The solver lives at `src/antibot/recaptcha/`:

```
recaptcha/
├── proto.rs       # Minimal protobuf encoder (no prost dep)
├── utils.rs       # base36, cb / co / scramble_oz primitives
├── oz.rs          # Build the `oz` JSON payload
├── telemetry.rs   # Synthesise field-74 client blob (mouse, scroll, perf)
├── solver.rs      # 3-hop pipeline + token extraction
└── adapter.rs     # CaptchaSolver trait impl
```

Limited to `ChallengeVendor::Recaptcha`. **Not** supported:
reCAPTCHA Enterprise (anchor-with-action verification), hCaptcha,
Cloudflare Turnstile, DataDome, PerimeterX — those are different
protocols entirely and fall back to external adapters if configured.

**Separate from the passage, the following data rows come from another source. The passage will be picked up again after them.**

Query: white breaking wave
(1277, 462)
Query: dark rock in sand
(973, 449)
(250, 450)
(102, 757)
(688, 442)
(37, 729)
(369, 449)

### Tuning render timeouts

Heavy real-world targets (Cloudflare-fronted SPAs, ad-laden landing pages)
can exceed the default 30 s `Page.navigate` deadline. Two knobs:

```bash
crawlex pages run --seed https://www.example.com \
  --method render \
  --render-request-timeout-ms 60000 \
  --navigation-lifecycle domcontentloaded \
  --wait-strategy '{"NetworkIdle":{"idle_ms":1500}}'
```

- `--render-request-timeout-ms` (or `CRAWLEX_REQUEST_TIMEOUT_MS` env) — CDP
  command + navigation watcher deadline. Default 30000.
- `--navigation-lifecycle` (or `CRAWLEX_NAVIGATION_LIFECYCLE` env) — `load`
  (default) or `domcontentloaded`. The latter returns as soon as the parser
  finishes; useful when third-party trackers keep the `load` event
  perpetually pending.

### Known limitations

- **Cloudflare Turnstile**: Some challenge variants gate on solving an
  in-page CAPTCHA — crawlex does not solve CAPTCHAs.
- **`robots.txt`**: Parsed (RFC-compliant via `texting_robots`) but not yet
  auto-enforced inside the crawler loop. Set `--respect-robots` to opt in,
  or check manually via `crawlex robots https://...`.
- **`cargo install crawlex`**: Pseudo-header order patch is not carried
  (see Install note above). Use GitHub Release binaries or `cargo build`
  from source for the full H2 fingerprint.
- **HTTP/3 + QUIC**: Not yet supported. HTTP/2 over TLS only.

---

## Development

```bash
# Clone with submodules (vendored h2 fork lives at vendor/h2).
git clone --recurse-submodules https://github.com/forattini-dev/crawlex
cd crawlex

# Run unit tests + the offline shim compliance suite.
cargo test --lib
cargo test --test fpjs_compliance

# Live tests (require system Chromium):
cargo test --all-features --test stealth_runtime_live -- --ignored
cargo test --all-features --test worker_shim_live -- --ignored

# Format / lint:
cargo fmt
cargo clippy --all-features -- -D warnings
```

---

## License

Dual-licensed under either of:

- [Apache License, Version 2.0](LICENSE-APACHE)
- [MIT license](LICENSE-MIT)

at your option. SPDX: `MIT OR Apache-2.0`.

Third-party attribution: see [`NOTICE`](NOTICE).